Desafio 6: Viver a minoridade com alegria e convicção
O Evangelho é um caminho que, quando percorrido com
fidelidade lúcida e criativa, nos leva a descer, a ceder o lugar, a servir, a
deixar os primeiros e ocupar os últimos lugares. E assim foi desde o início,
desde Jesus, e nas melhores páginas que o cristianismo escreveu na história e
nas testemunhas mais verdadeiras que gerou. Como no episódio do batismo de
Jesus, quando Deus contempla seus filhos e filhas no meio da multidão pecadora
mas desejosa de preparar estradas para o Messias, ele fala: “Estes são os
filhos e filhas que eu amo e que me dão prazer!”
Infelizmente o cristianismo ocidental, e com ele a
vida religiosa, adquiriu status e
importância social e política. A hegemonia estatística entre os movimentos
religiosos, temperada pelo elitismo dos seus membros, pouco a pouco levou o
cristianismo e a vida religiosa ao sentimento e à postura de superioridade, de
grandeza. Mesmo depois da devastadora crise do século XVIII, a vida religiosa
conheceu um renascimento espiritual e numérico que confirmou sua ilusão de
potência social e eclesial que ainda hoje é recordado entre suspiros e
saudades.
Por aqui podemos compreender o sentimento de angústia
e a preocupação que anda tirando o sono e o vigor dos religiosos e religiosas,
especialmente da Europa e das Américas, diante da vertiginosa queda numérica
que vem experimentando a partir da segunda metade do século passado. Mesmo
quando não ocupa a agenda prioritária dos seminários e encontros, o tema
costuma estar presente nas rodas de conversa e se insinua numa espécie de busca
desesperada de vocações, de qualquer tipo e em qualquer lugar.
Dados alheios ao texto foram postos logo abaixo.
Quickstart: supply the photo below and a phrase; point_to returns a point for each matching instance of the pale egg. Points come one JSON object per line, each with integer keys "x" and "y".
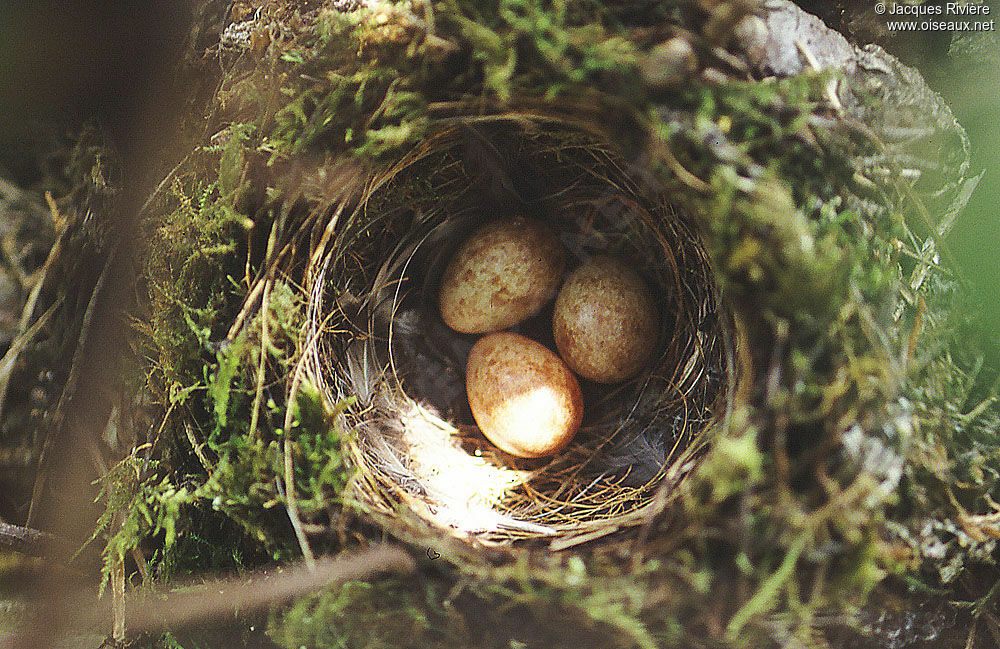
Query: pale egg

Mas um segundo fruto deste resvalo para caminhos paralelos
ao Evangelho é a nem sempre bem disfarçada luta por espaços entre os/as
religiosos/as e a hierarquia eclesiástica, entre dioceses e institutos
religiosos. Esta disputa tem muito a ver com a busca de relevância e de poder,
ou seja, de visibilidade e de influência na Igreja e na sociedade. Tudo como se
o reconhecimento e o poder fossem salvo-condutos e garantes para a
autenticidade e a fecundidade da vida religiosa, como se sua condição fosse a
de senhora e não a de serva e como seu o seu lugar fosse entre os maiores e não
entre os menores, entre os primeiros e não entre os últimos.
O mar não está para peixes grandes... O tempo que se
chama hoje não está para triunfalismos. E isso não apenas por uma questão de
respeito à sensibilidade social, mas principalmente por fidelidade ao
Evangelho, a Regra suprema da vida religiosa. A vida religiosa é desafiada a
recuperar criativamente sua condição de servidora da humanidade e seu lugar
entre os menores e despojados de poder, inclusive na Igreja. Sem nenhum maniqueísmo,
seu lugar é mais caminhando junto dos leigos e leigas que inclinada aos pés da
hierarquia ou dos altares. Se não resgatar esse espírito, perderá sua
capacidade e missão de fermento e sal.
Discutindo as crises e possibilidades da vida
religiosa apostólica, o Pe. Carlos Palacios nos interpela, com sua costumeira
capacidade provocativa: “Somos capazes de aceitar que a pobreza do ser a que está reduzida sob
muitos aspectos a vida religiosa apostólica possa ser uma palavra que Deus nos
dirige hoje, tenha um sentido e possa ser fecunda? Podemos conceber e acolher
em paz que a situação humilhada da vida religiosa apostólica hoje pode nos
aproximar do evangelho e de Jesus mais que o triunfalismo histórico da vida
religiosa apostólica no passado? E que a diminuição quantitativa possa ser o
caminho para crescer em qualidade e para uma maior vitalidade espiritual?”